Ein Fernsehspiel von Karlheinz Rahn

Autor: Karlheinz Rahn
Regie: Dr. Jiri Jahn (Gast aus Prag)

Personen und ihre Darsteller:

Professor Horych (Herbert Malsbender), Lida (Irmgard Somnitz), Jan (Erhardt Burghardt), Jan als Kind (Martin Just), Hans (Armin Mueller-Stahl), Hans als Kind (Mattias Schlögel).

Sendedaten:

23.11.1958 Erstausstrahlung; 11.10.1959 Wiederholung

Inhalt:

"Begegnung in Prag" wurde für das Kinderfernsehen produziert. Es war eine der ersten Produktionen, die dem jungen Publikum die Thematik des Antifaschismus näher bringen sollte. Zugleich war es eine Koproduktion mit dem Fernsehen der damaligen CSSR.Im Mittelpunkt der Geschichte, die in die Zeit des Hitlerfaschismus zurückführte, stand ein tschechischer Junge namens Jan, der in Prag bei einem Professor für Musik das Geigespielen erlernen will. Er schwebt in Gefahr, weil er - wie vorher schon seine Eltern - von der Gestapo verhaftet werden soll. Um den Jungen davor zu bewahren, entschließt sich der Professor, Jan bei sich zu verstecken. Zu einer komplizierten Situation kommt es, als der Professor Besuch aus Berlin erwartet: Hans, ein Junge aus der deutschen Hauptstadt, soll nach dem Willen seiner Mutter in Prag bleiben, um ihn vor den Bombenangriffen auf Berlin zu schützen. Der Musiklehrer und seine Tochter setzen darauf hin Jan in Kenntnis über den Besuch. Doch dieser hat angesichts seiner eigenen bedrohlichen Situation große Vorbehalte gegenüber dem Neuankömmling. Die Beziehung zwischen den beiden Jungen spitzt sich zu, als Jan aus dem Radio erfährt, dass seine Eltern von den Faschisten hingerichtet wurden. Dagegen spricht Hans noch immer von den guten Zeiten nach dem "Endsieg" der deutschen Truppen. Dies ändert sich schlagartig, als der deutsche Junge in einem Brief seiner Mutter erfährt, dass sein Vater an der Front getötet wurde. Nun stellt auch Hans den Sinn des mörderischen Kriegs in Frage.
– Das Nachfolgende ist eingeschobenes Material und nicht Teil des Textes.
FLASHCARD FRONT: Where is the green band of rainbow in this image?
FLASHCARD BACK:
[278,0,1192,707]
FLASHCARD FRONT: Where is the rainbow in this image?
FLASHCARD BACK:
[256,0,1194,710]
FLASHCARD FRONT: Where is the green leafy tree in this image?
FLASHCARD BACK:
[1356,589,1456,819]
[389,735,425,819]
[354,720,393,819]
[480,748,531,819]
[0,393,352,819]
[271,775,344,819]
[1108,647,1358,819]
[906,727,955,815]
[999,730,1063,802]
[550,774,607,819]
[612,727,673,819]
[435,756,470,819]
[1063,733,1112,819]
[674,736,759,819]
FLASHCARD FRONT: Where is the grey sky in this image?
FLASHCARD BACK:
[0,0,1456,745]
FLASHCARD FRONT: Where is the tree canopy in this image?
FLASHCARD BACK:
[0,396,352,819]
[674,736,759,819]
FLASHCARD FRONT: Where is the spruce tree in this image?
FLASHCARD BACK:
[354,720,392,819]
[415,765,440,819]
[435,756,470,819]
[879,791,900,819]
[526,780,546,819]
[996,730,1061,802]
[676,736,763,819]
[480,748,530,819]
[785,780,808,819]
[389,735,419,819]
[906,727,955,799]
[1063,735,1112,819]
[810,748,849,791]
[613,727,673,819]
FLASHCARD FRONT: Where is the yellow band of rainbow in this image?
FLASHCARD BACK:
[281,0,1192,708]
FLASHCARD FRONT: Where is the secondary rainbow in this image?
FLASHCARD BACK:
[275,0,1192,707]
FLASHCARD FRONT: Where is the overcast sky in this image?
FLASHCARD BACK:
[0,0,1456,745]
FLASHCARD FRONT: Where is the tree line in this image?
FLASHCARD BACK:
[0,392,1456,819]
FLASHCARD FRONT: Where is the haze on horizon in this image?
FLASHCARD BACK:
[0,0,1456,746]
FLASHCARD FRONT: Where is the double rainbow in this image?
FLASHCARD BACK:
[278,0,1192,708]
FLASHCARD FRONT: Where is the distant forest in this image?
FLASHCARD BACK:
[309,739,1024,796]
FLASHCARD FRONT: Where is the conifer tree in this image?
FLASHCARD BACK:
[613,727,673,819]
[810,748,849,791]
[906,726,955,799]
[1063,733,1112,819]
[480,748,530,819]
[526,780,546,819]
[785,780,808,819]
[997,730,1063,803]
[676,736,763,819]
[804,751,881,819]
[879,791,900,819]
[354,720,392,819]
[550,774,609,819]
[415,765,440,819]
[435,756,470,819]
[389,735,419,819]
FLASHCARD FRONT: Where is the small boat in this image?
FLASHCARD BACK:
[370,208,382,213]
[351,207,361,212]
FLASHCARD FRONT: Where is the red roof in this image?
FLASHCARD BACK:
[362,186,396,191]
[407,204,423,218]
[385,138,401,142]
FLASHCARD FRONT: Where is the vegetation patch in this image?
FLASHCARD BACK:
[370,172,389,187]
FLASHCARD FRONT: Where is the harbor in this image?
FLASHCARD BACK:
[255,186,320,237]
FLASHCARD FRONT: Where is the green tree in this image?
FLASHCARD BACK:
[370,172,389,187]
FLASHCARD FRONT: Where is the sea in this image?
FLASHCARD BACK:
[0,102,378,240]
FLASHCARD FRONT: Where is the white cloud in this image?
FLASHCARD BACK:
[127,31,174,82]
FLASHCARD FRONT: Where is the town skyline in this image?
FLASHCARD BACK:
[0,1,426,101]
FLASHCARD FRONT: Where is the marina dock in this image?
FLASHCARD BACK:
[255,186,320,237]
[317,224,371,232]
Als man ihm zudem informiert, dass die Eltern von Jan durch die Deutschen zu Tode kamen, ändert sich das Verhältnis der Jungen zueinander: Sie beginnen, zusammen Musik zu machen und kommen sich dadurch näher. Nach vielen Jahren begegnen sich Jan und Hans im Hause ihres ehemaligen Musiklehrers wieder. Jan gibt jetzt Unterricht an einer Schule in Prag und Hans lebt in der DDR, wo er erfolgreich als Geiger tätig ist. Von ihren gemeinsamen Erlebnissen aus der Zeit des Zweiten Weltkriegs berichten sie tschechischen Kindern. Und für alle, die im Haus des Musikprofessors zusammen gekommen sind, steht nach diesem eindrucksvollem Erlebensbericht fest: Man muss gemeinsam alles tun, damit es nie wieder einen Krieg gibt.Wichtig dafür, dass das Stück von den jungen Zuschauern positiv aufgenommen wurde, war sicherlich, dass die Inszenierung auf eine vordergründige Propaganda und primitive Schwarz-Weiß-Malerei verzichtet hatte.